The Republicans are incensed by this rule and vow to quash it.
The CFPB is independent of the Trump administration, which has been trying to eliminate consumer rights since President Obama left office in January.
The Bureau was established as part of the Dodd-Frank Act, instituted in the aftermath of the mortgage-backed securities scam, perpetrated by unscrupulous bond traders, resulting in the mortgage meltdown, home foreclosures and The Big Recession.
Nobody is Above the Law
Richard Cordray, the director of the CFPB, said in a statement that “a cherished tenet of our justice system is that no one, no matter how big or how powerful, should escape accountability if they break the law.
“Arbitration clauses in contracts for products like bank accounts and credit cards make it nearly impossible for people to take companies to court when things go wrong, Cordray said.
“These clauses allow companies to avoid accountability by blocking group lawsuits and forcing people to go it alone or give up.
“Our new rule will stop companies from sidestepping the courts and ensure that people who are harmed by a bank’s action can take action together.
Republicans Are Furious
Republicans are fighting this ruling under the Congressional Review Act, a 1996 law that Congress has used to reverse 14 rules enacted during the Obama administration.
Lawmakers have about 60 legislative days to overturn the rule quashing arbitration.
Their most aggressive attack on Dodd-Frank is the Financial Choice Act, written by Jeb Hensarling, the Texas Republican who is chairman of the House Financial Services Committee.
“Buried on page 415 of this incredibly sneaky provision is Section 1028 that says “The Consumer Financial Protection Act of 2010 is hereby repealed, according to David Lazarus of The Los Angeles Times.
Section 1028 of the Consumer Financial Protection Act of 2010 is “where the CFPB’s power to restrict arbitration clause lives,” Lazarus writes.
A survey conducted by The New York Times found that if people can’t pool their resources and file class action suits, they abandon their claims altogether.

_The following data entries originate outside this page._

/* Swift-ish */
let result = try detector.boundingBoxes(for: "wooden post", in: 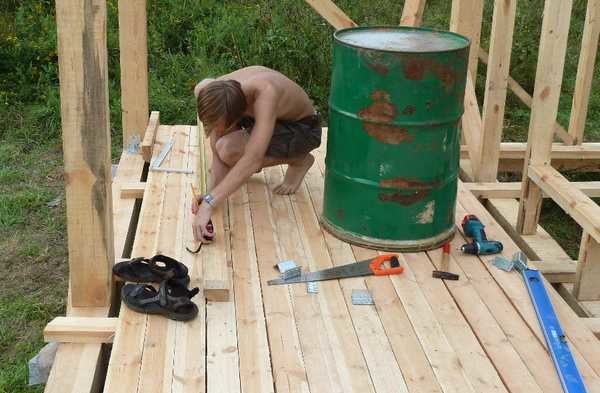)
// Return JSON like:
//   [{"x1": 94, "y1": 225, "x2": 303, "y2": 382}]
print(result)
[
  {"x1": 573, "y1": 231, "x2": 600, "y2": 300},
  {"x1": 400, "y1": 0, "x2": 426, "y2": 27},
  {"x1": 569, "y1": 0, "x2": 600, "y2": 145},
  {"x1": 517, "y1": 0, "x2": 573, "y2": 235},
  {"x1": 119, "y1": 0, "x2": 148, "y2": 148},
  {"x1": 471, "y1": 0, "x2": 517, "y2": 181},
  {"x1": 450, "y1": 0, "x2": 483, "y2": 81},
  {"x1": 56, "y1": 0, "x2": 114, "y2": 307}
]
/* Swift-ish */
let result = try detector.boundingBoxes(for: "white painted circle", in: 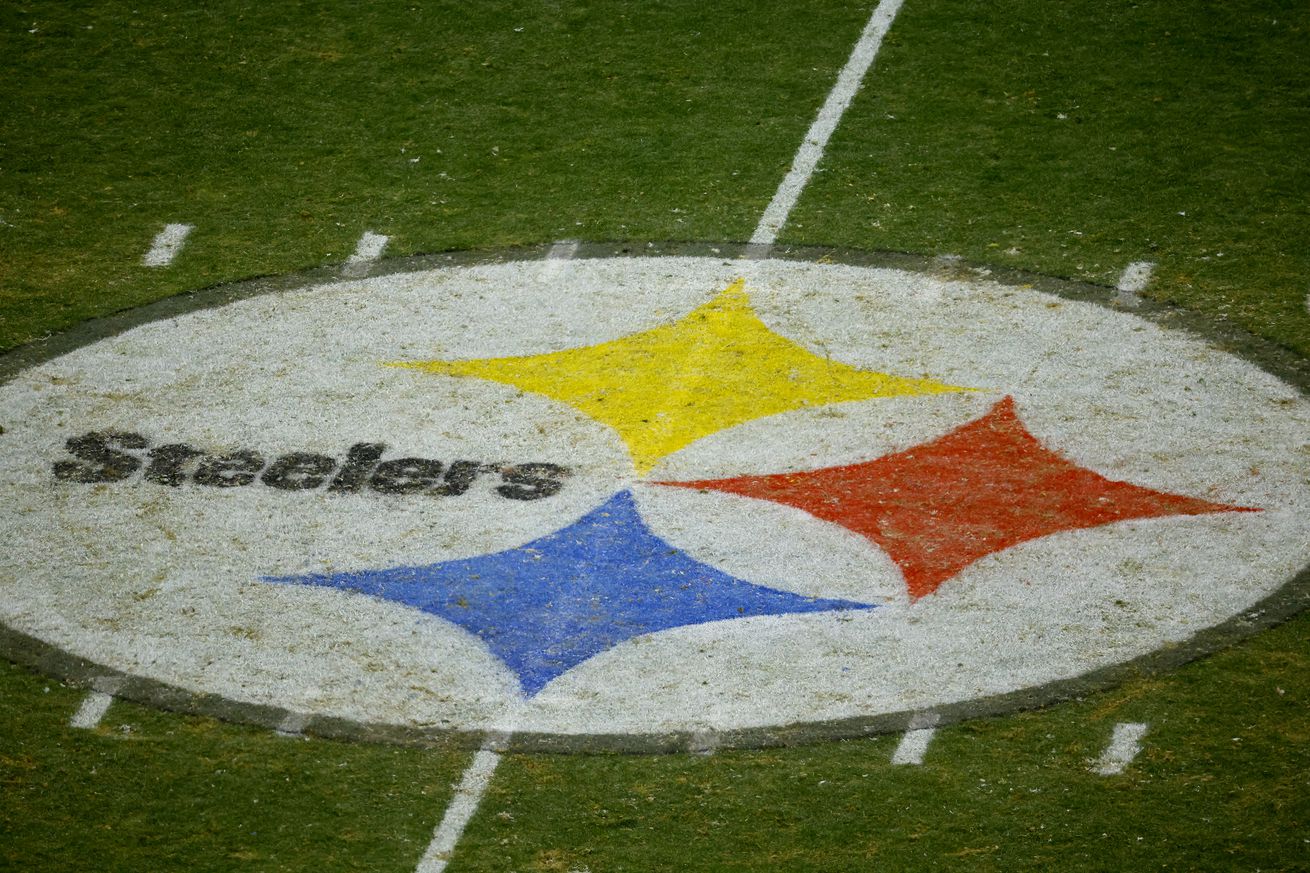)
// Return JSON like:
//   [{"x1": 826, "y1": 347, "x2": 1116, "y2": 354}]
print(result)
[{"x1": 0, "y1": 257, "x2": 1310, "y2": 735}]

The Times found that from 2010 to 2014, only 505 consumers, a minuscule “fraction of the tens of millions of Americans whose financial contracts have arbitration clauses went to arbitration over disputes of $2,500 or less.”
Nursing Homes Excluded
The rule would apply only to financial companies regulated by the CFPB and would not apply to arbitration clauses hidden in the fine print of nursing home contracts that result in elder care abuse, sexual harassment and wrongful death.